I do a few tabs of blotter acid and head for the arcade. Mercy is working tonight; a diva with dirty feet and a bruised knuckle from knocking the shit out of her Dad. I nod towards her, but those circular hawk eyes are scanning the room like a survellience camera. This time of year, old homeless guys come in looking for warmth and free water, using their last pennies to start a game they’ll never finish as they get the feeling back in their throats and fingers. Mercy shows none; she stands behind the old fools waiting for them to take a turn of a game they can’t understand, before throwing them out by their greasy collars.

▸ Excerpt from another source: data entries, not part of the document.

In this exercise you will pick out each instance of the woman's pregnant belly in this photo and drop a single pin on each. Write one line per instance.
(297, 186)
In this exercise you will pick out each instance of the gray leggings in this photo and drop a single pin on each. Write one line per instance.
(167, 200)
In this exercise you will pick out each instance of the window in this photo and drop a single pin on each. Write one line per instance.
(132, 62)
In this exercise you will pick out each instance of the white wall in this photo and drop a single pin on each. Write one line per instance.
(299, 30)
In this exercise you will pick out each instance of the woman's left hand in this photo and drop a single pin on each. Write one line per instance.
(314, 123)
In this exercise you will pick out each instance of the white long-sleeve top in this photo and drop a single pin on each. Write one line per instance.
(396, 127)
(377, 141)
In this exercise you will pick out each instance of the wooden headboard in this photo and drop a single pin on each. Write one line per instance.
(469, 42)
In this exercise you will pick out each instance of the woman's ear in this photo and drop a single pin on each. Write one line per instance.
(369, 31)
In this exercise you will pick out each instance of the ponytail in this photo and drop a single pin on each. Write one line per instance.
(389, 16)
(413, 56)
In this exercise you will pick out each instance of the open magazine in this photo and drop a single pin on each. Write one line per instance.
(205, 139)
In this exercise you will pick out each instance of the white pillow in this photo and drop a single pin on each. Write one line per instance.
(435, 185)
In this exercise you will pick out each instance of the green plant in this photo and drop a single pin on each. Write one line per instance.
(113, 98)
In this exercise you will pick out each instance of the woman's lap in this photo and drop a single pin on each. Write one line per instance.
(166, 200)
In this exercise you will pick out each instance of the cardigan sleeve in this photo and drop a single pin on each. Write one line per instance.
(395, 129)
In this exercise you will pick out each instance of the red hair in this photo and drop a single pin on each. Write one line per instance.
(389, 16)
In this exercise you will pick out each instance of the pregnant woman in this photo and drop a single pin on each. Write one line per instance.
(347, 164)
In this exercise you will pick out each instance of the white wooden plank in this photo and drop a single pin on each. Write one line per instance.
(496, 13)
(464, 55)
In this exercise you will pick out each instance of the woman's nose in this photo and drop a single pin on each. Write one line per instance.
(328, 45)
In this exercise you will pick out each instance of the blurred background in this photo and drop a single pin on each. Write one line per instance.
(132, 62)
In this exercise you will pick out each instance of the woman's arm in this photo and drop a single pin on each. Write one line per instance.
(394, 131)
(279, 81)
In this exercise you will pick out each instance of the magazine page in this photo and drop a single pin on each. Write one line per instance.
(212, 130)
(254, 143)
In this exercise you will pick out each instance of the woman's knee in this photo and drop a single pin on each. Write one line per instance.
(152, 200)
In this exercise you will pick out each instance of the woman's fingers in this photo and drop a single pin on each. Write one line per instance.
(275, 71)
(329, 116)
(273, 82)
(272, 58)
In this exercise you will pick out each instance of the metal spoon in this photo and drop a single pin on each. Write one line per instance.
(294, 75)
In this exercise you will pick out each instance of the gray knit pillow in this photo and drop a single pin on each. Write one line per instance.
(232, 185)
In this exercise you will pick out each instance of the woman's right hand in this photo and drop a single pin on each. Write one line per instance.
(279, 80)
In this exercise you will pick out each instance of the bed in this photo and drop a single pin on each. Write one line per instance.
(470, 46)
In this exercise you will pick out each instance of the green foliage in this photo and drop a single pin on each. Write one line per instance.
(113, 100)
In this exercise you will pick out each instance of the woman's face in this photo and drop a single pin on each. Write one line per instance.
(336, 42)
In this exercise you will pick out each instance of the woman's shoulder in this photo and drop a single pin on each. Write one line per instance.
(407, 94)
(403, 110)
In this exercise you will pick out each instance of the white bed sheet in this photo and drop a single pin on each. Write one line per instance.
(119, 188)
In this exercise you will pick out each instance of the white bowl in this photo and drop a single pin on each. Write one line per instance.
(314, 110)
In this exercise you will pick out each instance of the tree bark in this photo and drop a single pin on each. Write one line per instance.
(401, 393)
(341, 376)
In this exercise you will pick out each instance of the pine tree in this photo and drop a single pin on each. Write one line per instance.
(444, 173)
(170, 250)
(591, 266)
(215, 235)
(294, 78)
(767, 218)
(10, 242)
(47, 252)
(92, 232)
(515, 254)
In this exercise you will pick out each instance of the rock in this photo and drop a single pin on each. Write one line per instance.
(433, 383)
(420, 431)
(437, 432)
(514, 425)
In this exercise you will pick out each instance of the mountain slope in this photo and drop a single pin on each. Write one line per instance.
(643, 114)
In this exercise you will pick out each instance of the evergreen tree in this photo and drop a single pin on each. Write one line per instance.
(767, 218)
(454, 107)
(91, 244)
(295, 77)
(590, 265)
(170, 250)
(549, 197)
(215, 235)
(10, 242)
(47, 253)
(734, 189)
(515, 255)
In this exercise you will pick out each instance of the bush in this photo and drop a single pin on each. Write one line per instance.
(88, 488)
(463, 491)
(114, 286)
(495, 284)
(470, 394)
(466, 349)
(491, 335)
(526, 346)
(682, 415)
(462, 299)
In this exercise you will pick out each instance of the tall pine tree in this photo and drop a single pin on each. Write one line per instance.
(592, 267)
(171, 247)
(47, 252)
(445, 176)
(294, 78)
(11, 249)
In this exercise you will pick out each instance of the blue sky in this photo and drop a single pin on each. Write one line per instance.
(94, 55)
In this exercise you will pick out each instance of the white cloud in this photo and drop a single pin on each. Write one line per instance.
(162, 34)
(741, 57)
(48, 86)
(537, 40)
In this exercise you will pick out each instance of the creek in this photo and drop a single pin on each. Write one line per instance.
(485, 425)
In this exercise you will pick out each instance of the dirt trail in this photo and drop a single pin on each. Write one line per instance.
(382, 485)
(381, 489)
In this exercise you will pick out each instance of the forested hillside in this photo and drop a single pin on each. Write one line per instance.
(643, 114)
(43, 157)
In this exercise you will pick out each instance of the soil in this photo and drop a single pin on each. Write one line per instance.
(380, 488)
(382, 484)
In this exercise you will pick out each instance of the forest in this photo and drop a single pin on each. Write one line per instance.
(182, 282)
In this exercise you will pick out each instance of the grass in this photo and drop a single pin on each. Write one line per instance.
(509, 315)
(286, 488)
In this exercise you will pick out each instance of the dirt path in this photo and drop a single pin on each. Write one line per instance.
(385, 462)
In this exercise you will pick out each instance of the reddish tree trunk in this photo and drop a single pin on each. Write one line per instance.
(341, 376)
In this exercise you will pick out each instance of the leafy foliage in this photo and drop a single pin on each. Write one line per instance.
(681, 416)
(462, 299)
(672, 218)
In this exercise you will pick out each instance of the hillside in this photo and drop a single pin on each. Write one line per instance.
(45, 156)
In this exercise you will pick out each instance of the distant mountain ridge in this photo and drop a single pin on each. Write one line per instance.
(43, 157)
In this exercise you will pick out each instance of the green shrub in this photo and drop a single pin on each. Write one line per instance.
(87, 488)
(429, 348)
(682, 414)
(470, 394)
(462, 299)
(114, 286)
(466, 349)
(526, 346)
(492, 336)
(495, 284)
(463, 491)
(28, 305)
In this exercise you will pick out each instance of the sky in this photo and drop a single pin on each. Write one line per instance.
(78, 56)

A seventeen year old boy in a huge uniform, with a rock in his throat, waves at me and offers me a gappy smile. Slip works the ice cream parlour, which is why I never order any. Slip’s face is pebbledashed with acne, a series of hideous eruptions that produce small yellow snakes whenever he does something like talk, or breathe or exhale into his cheeks. Mercy has thumped him twice; once when he tried it on with her and once when he tried to jerk off into the salted caramel.
Somewhere around the fifth go on House Of The Dead the wave crashes over my brain and I’m failing badly. I take a few more tabs, knowing there is no going back now, and my only chance is to fry my brain so badly it tries to reset itself. Monsters are reaching out from the cabinet to wrestle the light gun from my hand. I can feel the coins in my pocket chewing each other like little Pac-Men. I step away from the encroaching zombies and start firing the light gun wildly at a ten year old boy trying to play Virtua Cop on the machine next to mine. He has red eyes and sounds like James Earl Jones, and I know he is controlling the monsters and so must be destroyed.
When I regain consciousness, I’m sitting on the floor against the shutter of the arcade. It’s closed, but the lights still blink and fizz above me. My head has melted to my knee, bone on bone, and I scream as I wrench it free. Standing up, on one leg and with the sea wind blasting through the hole in my head, I stumble down the empty promenade. On nights like this I’ll break into a car and sleep on the backseat, because the wallpaper in my bedroom moves and makes me seasick.